Asia - Pacific

Kashmir quiet on Indian independence as curfew draws on

Indian Independence Day celebrations mean strictest day of curfew as police fear further unrest after month-long clashes

15.08.2016
Kashmir quiet on Indian independence as curfew draws on Kashmir, a Muslim-majority Himalayan region, is held by India and Pakistan in parts and claimed by both in full.

By Zahid Rafiq

SRINAGAR, Indian-held Kashmir

The roads are adorned by large loops of barbed concertina wire around which a dozen gun-wielding Indian police and paramilitary personnel stand guard, making sure nothing moves on the roads except Indian government officials.

On Monday, the morning of India's 70th Indian Independence day, the Indian-held part of disputed Kashmir continued to reel under absolute curfew after almost 40 days of unrest. On the roads in the capital city Srinagar, only armed Indian forces and their vehicles whizz about.

Phone services have been shut down and the Internet blacked out – on Saturday landline broadband was cut, adding to an existing ban on mobile calls and internet. Any news from the previous night has had no chance to be spread by foot.

The regional capital Srinagar's fortified Bakshi stadium has been prepared for an Independence Day ceremony, where the Indian flag will be hoisted and Indian-backed Chief Minister of the Jammu and Kashmir state, Mehbooba Mufti, will make an address.

“India has every right to celebrate its independence day in its country. We are fighting for our independence from India and god willing we too will have it soon,” says Umar Shafi, a Kashmiri corporate employee.

The venue is secured by a three-tier security detail, according to police sources who could not be named as they were not cleared to speak to the media. The police say that they face two threats on this occasion.

“There is always a danger of a militant attack but today with the militants emboldened by the massive public support they have seen in the last month, we are even more cautious,” a police official told Anadolu Agency on condition of anonymity. “It is the other which is the more real one: the coming out of people to protest with black flags and all.”

Most of the Himalayan region has been under curfew for weeks now but Monday's curfew was stricter, with having no room for negotiation.

“This is the strictest curfew we are going to implement. We have been told not to let even a dog move on the streets till noon today,” says a police constable standing at one of the barricades erected Saturday night.
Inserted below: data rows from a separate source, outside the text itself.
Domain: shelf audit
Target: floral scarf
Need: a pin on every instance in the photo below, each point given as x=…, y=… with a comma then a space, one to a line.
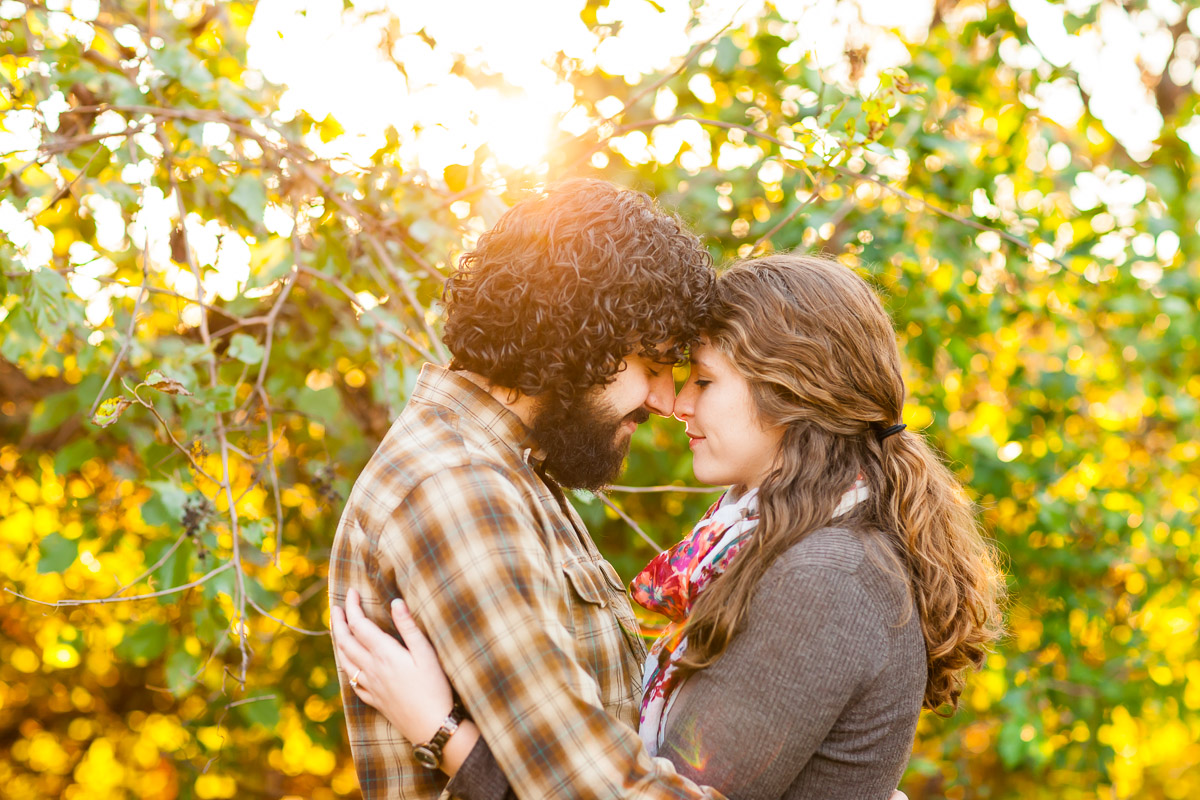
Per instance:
x=673, y=581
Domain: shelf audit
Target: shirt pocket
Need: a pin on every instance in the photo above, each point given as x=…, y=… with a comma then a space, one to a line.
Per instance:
x=599, y=641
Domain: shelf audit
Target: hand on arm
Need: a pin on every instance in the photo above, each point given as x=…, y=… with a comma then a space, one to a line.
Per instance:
x=407, y=685
x=479, y=576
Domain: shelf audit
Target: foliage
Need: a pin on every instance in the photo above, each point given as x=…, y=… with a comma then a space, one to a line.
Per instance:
x=207, y=328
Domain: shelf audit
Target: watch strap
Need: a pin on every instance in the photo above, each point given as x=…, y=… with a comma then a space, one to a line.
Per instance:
x=430, y=753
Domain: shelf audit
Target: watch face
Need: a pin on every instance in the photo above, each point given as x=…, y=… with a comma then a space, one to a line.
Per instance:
x=426, y=757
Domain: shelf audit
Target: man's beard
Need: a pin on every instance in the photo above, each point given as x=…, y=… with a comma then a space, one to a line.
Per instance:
x=581, y=444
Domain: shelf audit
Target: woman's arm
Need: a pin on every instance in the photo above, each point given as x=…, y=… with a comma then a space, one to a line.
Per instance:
x=749, y=726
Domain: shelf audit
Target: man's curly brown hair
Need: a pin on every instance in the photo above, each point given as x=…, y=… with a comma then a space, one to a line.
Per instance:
x=569, y=283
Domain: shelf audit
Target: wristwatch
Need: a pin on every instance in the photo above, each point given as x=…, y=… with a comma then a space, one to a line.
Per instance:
x=430, y=753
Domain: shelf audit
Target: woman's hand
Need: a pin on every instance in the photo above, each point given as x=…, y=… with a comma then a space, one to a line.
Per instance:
x=407, y=685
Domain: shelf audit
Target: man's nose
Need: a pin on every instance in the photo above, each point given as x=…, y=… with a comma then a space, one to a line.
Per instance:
x=660, y=398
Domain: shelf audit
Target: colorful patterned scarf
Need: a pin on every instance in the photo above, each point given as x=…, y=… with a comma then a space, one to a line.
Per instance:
x=673, y=581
On his chest is a small strip of black Velcro where his name should have been fixed. For the last five weeks since the pro-Independence uprising began in the Kashmir valley, the tags have been removed. The troops became an indistinguishable mass, some carrying Kalashnikovs, others tear gas guns, pellet guns, pistols or sticks of bamboo or fiber glass.

They have been up against civilians, mostly young boys who carry stones in their hands and shout slogans against India and in favor of Kashmiri independence or union with Pakistan.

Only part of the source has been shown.